According to a Deutsche Bank survey released earlier this Tuesday, the majority of investors still believe Bitcoin is in a “severe bubble” zone. More than half of those surveyed gave the cryptocurrency an 8 to 10 grade.
However, the percentage of people who consider Bitcoin to be the most extreme example of “bubbliness” has decreased significantly since March 2021.
It is worth mentioning that Bitcoin’s price behaviour in 2022 has been exceedingly disappointing. After nine weeks of losses, the cryptocurrency is already down 54.20% from it’s all-time high (a new record).

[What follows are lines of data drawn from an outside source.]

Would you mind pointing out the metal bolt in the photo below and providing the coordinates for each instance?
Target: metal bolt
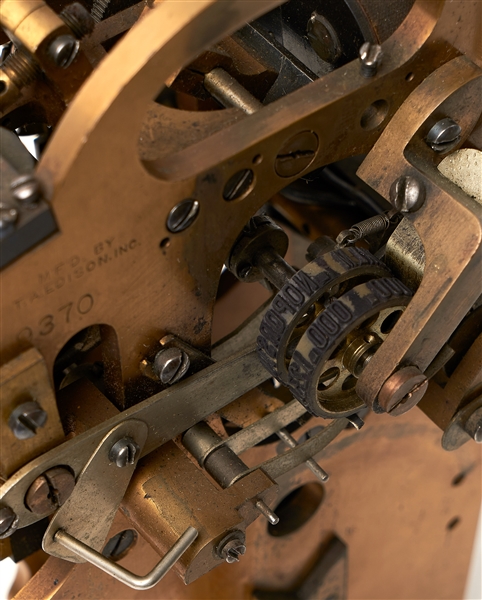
(231, 547)
(8, 522)
(171, 364)
(63, 50)
(444, 135)
(8, 216)
(25, 189)
(296, 154)
(26, 419)
(473, 425)
(323, 38)
(238, 185)
(50, 490)
(407, 194)
(182, 215)
(370, 59)
(5, 51)
(402, 390)
(124, 452)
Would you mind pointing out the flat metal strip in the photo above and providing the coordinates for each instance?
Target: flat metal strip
(167, 414)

According to the survey, investors continue to feel that the stock market is frothy. Despite the fact that the Nasdaq 100 index has fallen more than 22.30% year to date, tech equities are still considered a bubble, although a mild one. The great majority of respondents rated the Nasdaq as a 7 or lower. In early 2021, for example, tech stocks were in an “extreme bubble” zone with Bitcoin.
The US equity market remains frothier than the European and Asian markets. According to the poll, other asset classes, such as European government bonds and credit spreads, are also off the hook.
Yet, Bitcoin bulls hope that the market will be able to overcome negative macroeconomic conditions and begin a fresh surge.
According to CryptoQuant analyst Ki-Young Ju, the leading cryptocurrency is unlikely to go below $20,000 due to high-profile institutional investors who will keep its price afloat.
JPMorgan Chase released a research report earlier this month in which it suggested that Bitcoin’s fair value was approximately $38,000.